Friday, October 15, 2004

There's No Place Like Home

(Somebody stole the 'hat' lyric...)

Sitting this evening, researching homesickness, I was reading through the symptoms and recognising many of them in myself. For example:
  • Homesickness means you miss your family, your friends, your house.
  • A preoccupation with home-focused thoughts
  • Beginning life at university naturally generates… homesickness
  • A grieving …over the loss of what is familiar and secure: most often it is about the loss of people - family and friends - but it is also about the loss of places and routines
Being the independent, resilient person I am, I would normally never admit to being homesick; oh the shame of wanting to be with you family, I should be loving university, getting drunk every night, and generally having fun, although I know that deep down I am homesick.

Coming out of this week's lecture I commented to Claire that I was feeling very ‘humm’, an expression which I can only describe as meaning ‘I miss my mum.’

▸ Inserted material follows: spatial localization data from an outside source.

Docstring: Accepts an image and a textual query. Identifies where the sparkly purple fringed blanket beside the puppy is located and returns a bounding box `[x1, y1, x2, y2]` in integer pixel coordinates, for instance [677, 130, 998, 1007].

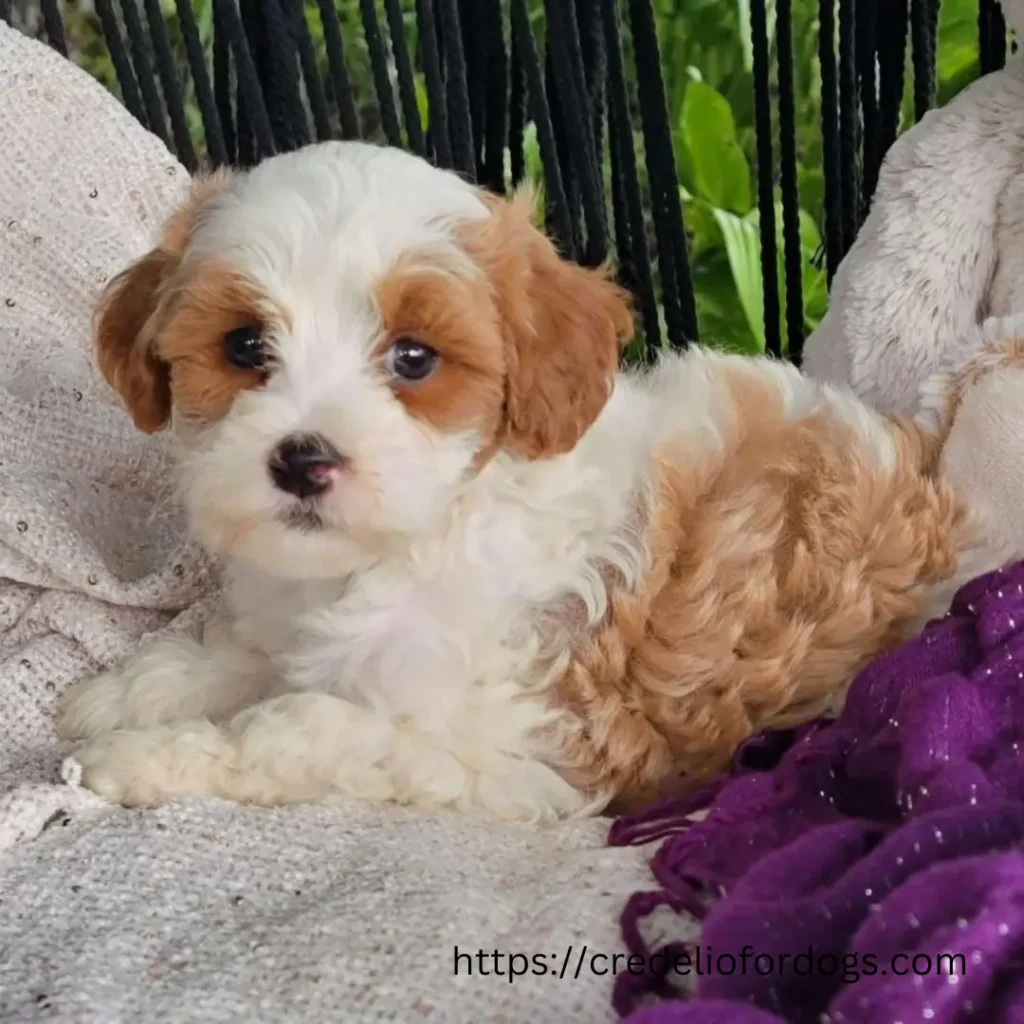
[610, 563, 1024, 1024]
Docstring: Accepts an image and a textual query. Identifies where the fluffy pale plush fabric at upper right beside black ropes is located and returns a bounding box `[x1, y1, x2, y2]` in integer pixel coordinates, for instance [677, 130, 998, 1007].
[803, 0, 1024, 415]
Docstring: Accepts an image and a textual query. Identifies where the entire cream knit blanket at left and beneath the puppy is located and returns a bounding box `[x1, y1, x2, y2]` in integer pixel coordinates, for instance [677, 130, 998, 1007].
[0, 26, 671, 1024]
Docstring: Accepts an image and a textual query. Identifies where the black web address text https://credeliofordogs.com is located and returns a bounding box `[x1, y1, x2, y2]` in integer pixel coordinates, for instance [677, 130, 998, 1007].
[454, 944, 968, 985]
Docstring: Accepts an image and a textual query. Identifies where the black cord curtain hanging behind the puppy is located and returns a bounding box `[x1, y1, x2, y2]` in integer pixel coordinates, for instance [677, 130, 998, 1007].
[0, 0, 1007, 360]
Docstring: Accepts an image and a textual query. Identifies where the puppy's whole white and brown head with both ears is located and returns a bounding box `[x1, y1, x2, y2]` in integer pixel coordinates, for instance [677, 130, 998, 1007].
[95, 142, 632, 579]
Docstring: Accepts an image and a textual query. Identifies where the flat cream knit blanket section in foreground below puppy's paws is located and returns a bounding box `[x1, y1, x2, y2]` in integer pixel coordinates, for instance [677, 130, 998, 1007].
[0, 802, 663, 1024]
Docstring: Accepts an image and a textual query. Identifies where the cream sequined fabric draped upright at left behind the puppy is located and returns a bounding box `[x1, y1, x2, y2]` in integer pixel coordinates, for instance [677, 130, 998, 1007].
[0, 25, 203, 849]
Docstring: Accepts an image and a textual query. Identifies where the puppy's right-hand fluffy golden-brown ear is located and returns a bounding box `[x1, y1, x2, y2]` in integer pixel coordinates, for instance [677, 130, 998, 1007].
[468, 194, 634, 459]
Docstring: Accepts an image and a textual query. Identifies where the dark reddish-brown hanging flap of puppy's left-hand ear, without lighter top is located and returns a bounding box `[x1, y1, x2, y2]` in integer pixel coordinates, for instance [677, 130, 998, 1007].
[93, 249, 178, 433]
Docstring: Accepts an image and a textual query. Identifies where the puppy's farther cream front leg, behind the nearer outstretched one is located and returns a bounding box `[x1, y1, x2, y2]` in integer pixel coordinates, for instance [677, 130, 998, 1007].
[56, 626, 272, 739]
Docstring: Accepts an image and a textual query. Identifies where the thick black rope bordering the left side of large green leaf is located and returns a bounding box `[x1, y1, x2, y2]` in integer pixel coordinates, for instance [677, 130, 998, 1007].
[630, 0, 698, 347]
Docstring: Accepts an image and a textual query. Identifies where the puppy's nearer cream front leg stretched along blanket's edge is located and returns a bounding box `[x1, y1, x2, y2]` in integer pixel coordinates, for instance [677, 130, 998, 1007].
[68, 692, 586, 820]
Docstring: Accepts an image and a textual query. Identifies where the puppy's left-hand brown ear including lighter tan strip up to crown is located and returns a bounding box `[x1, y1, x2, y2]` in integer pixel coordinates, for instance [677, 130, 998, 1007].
[93, 171, 233, 433]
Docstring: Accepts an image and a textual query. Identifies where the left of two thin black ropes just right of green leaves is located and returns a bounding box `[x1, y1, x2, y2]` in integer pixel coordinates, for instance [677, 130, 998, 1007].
[751, 0, 778, 355]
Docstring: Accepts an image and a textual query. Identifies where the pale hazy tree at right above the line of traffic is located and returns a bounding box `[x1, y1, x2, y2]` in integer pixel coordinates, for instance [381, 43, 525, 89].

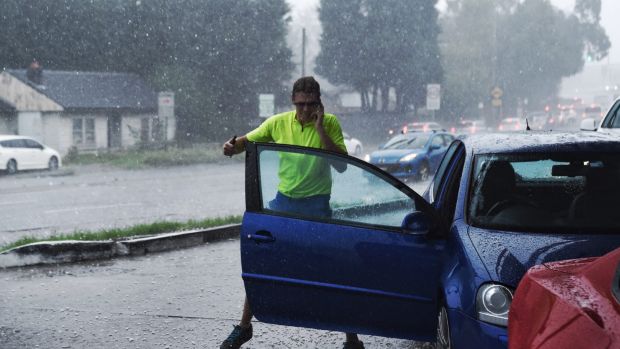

I’m very close with my family, but particularly over the past few months we’ve had to bond, so being away is hard, and I may be speaking for myself, but after seeing everyone’s longing gazes in the exercise we did in class, I think everyone here can definitely relate to missing someone or something that is not at university with them.

Our collective (for want of a better word) sadness, makes our class a very pensive one, but hopefully it will help us create a very moving final production.